Protocol of the Session on November 16, 2011

Natürlich, Herr Lenders.

Bei Ihren aktuellen Steuersenkungsplänen darf es doch nicht sein, dass hier vor allem niedrige und mittlere Einkommen entlasten werden, sondern pauschal alle Steuerzahler, also auch Menschen mit sehr hohen Einkommen. Stattdessen gehört die Einkommensteuer eigentlich vom Kopf wieder auf die Füße gestellt – sprich: Sie können gern den Grundfreibetrag erhöhen, wenn Sie für eine Gegenfinanzierung durch die Anhebung des Spitzensteuersatzes sorgen würden. Nichts dergleichen passiert, Ihnen geht es um Steuersenkung als Prinzip.

Es ist klar, dass diese Landesregierung mit der Schuldenbremse ein Instrument in der Hand hält, mit dem bald jegliche Kürzung gerechtfertigt werden soll. Anders kann ich die mittelfristige Finanzplanung kaum verstehen, in der ein Abbaupfad für die Neuverschuldung steht, der ohne zusätzliche Einnahmen auskommen soll. Ja, werte Kollegen von SPD und GRÜNEN, dieses Instrument haben auch Sie der Landesregierung in die Hand gegeben, und Sie müssen sich jetzt nicht wundern, dass es doch zu Steuersenkungen kommt. Wir haben gesagt, und dabei bleibe ich: Wir brauchen eine Steuersenkungsbremse und keine Schuldenbremse.

(Beifall bei der LINKEN)

Denn mit einer Schuldenbremse wird letztlich nur Sozialabbau begründet und künftig begründet werden. Zu sehen ist das in der mittelfristigen Finanzplanung. Was Sie dabei vorhaben, ist geradezu aberwitzig. Sie kündigen an, dass Sie die konsumtiven Ausgaben um durchschnittlich 0,5 % steigen lassen wollen, und auch für die Personalausgaben kündigen Sie Ähnliches an. Im Klartext bedeutet das nichts anderes, als dass es zu deutlichen Kürzungen kommen wird; denn Ausgabenanstiege unterhalb der Inflationsrate sind Kürzungen.

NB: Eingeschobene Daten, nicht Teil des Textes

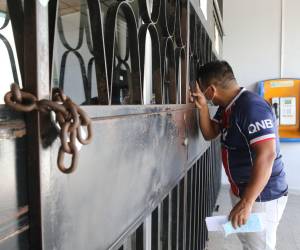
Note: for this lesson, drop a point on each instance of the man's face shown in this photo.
(210, 92)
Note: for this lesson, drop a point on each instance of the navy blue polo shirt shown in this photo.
(248, 120)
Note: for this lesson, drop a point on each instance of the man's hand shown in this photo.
(240, 213)
(198, 97)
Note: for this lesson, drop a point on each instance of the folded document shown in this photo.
(255, 223)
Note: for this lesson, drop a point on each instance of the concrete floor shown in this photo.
(288, 234)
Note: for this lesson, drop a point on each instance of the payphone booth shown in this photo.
(284, 96)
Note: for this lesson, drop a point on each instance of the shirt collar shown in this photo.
(235, 98)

Beim Personal planen Sie dabei aber noch deutlich rabiater: Hierzu steht in der mittelfristigen Finanzplanung gleich die Ankündigung, dass Tarifsteigerungen durch „strukturelle Maßnahmen“, also Stellenabbau, erwirtschaftet werden müssen. Im Klartext: Wenn die Bediensteten des Landes zukünftig Besoldungsanpassungen wollen, müssen sie sich auf Mehrarbeit einstellen.

Ob es kurzsichtig oder einfach nur interessengesteuert ist, bleibt eigentlich gleich. Tatsache ist, dass Sie Schwerpunkte für diejenigen gesellschaftlichen Gruppen setzen, denen Sie sich besonders verpflichtet fühlen. So wundert es nicht, dass sich Hessen weiter eine European Business School leistet, aber gleichzeitig an der Ausbildung von Referendaren kürzen will. Wir sind immer noch gespannt auf die konkreten Änderungen.

(Holger Bellino (CDU): Das haben wir doch alles verkündet!)

Im Moment muss man aber feststellen: Sie wollen kürzen bei der Bildung für alle und weiter nicht sparen an Elitehochschulen.

(Holger Bellino (CDU): Waren Sie in Urlaub? Haben Sie nicht mitbekommen, dass sich das geändert hat?)

Wir kommen noch darauf zurück. Sie werden sicherlich noch einmal vorrechnen, im Haushaltsausschuss und in anderen Zusammenhängen, was Sie denn mit den Referendaren und dem Stellenabbau vorhaben.

(Janine Wissler (DIE LINKE): Über die EBS reden wir heute auch noch!)

Über die EBS reden wir sicherlich später noch einmal, das kommt in den Einzelhaushalten.

(Hermann Schaus (DIE LINKE): Das wollen sie nicht hören!)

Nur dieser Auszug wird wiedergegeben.